Liputan6.com, Jakarta Libur Lebaran dimeriahkan dengan tiga film Indonesia plus satu film impor baru, yakni Spiral alias Spiral: From The Book of Saw, karya Darren Lynn Bousman. Menilik judul kompletnya, kita tahu ini sempalan dari waralaba Saw.
Sedikit gambaran untuk Anda, Saw kali pertama dirilis pada 2004 disutradarai James Wan, yang kemudian kita kenal lewat Insidious dan The Conjuring. Saw menetapkan standar baru untuk genre horor slasher alias gory. Ini horor tanpa dedemit.
Baca Juga
Advertisement
Dengan biaya 1,2 juta dolar AS, film ini mendatangkan untung 100 kali lipat yakni 103 juta dolar AS. Tak heran jika Saw punya enam sekuel dan kini, sempalan. Inilah resensi film Spiral: From The Book of Saw. Sebagus apa?
Penyiksaan di Lorong Rel
Spiral bermula kala detektif Marv Boswick (Dan Petronijevic) alias Boz mengawasi karnaval ulang tahun kemerdekaan AS di kawasan Stuart Point. Di sana, ada jambret merebut tas pengunjung lalu kabur ke gorong-gorong yang terhubung ke stasiun kereta api bawah tanah.
Boz mengikuti jambret hingga ke lorong rel. Seseorang lantas membekap mulutnya hingga ia semaput. Saat membuka mata, Boz mendapati dirinya tergantung di tengah rel. Lidahnya terjepit dua bilah besi. Dua menit lagi, kereta akan lewat dan menggilasnya.
Satu-satunya cara menyelamatkan diri, Boz harus merelakan lidahnya. Berganti hari, Kapten Angie (Marisol Nichols) menugasi Zeke (Chris Rock) dan detektif anyar William Schenk (Max Minghella) mengusut jasad Boz. Zeke menerima klu yang dikirim dalang pembunuhan.
Petunjuk berupa potongan lidah dan lencana milik Boz ada dalam boks warna turkuois yang dikirim kurir. Sejak itu, kepolisian Metro tak pernah tenang. Apalagi, saat detektif Fitch (Richard Zeppieri) tewas.
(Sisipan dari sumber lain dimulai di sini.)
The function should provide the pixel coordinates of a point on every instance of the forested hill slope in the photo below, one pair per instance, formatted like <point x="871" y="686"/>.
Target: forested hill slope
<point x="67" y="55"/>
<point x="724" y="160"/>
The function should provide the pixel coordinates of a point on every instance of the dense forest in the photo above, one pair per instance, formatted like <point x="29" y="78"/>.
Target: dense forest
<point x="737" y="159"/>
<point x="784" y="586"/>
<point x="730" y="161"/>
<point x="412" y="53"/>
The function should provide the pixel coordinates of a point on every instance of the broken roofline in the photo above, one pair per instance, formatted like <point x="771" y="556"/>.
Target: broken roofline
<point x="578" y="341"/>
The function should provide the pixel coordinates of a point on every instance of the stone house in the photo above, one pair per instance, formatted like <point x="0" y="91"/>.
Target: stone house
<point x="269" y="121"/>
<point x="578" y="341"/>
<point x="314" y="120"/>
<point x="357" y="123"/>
Sang dalang mengirim boks turkuois berisi “koleksi” jemari Fitch.
Advertisement
Kesan Pertama Menonton Spiral
Kesan pertama menonton Spiral, sutradara lihai betul menuturkan cerita lengkap dengan kilas balik sebagai bentuk konfirmasi atas penyelesaian konflik maupun pengambilan kesimpulan (sementara) atas apa yang terjadi. Darren bukan nama baru dalam waralaba Saw.
Dialah yang menggantikan James Wan menggarap Saw 2, 3, dan 4. Di tangan James dan Darren, Saw masih bermartabat. Setelahnya, sekuel Saw jadi pameran penyiksaan dengan cerita yang diada-adakan.
Spiral masih punya cerita dengan kerangka lumayan utuh. Darren menuturkan dengan ritme yang jauh dari kesan terseok-seok. Adegan pembuka, adalah signature sekaligus pengingat bahwa Spiral masih punya “hubungan darah” dengan Saw.
Gelagat Mencurigakan
Setelahnya, ia mencoba berdiri sendiri. Spiral menempatkan Zeke sebagai poros dan ayahnya, Marcus (Samuel L. Jackson) sebagai tumpuan. Semua karakter dalam Spiral abu-abu. Tak ada satu pun dari mereka yang bisa membuat kita jatuh cinta.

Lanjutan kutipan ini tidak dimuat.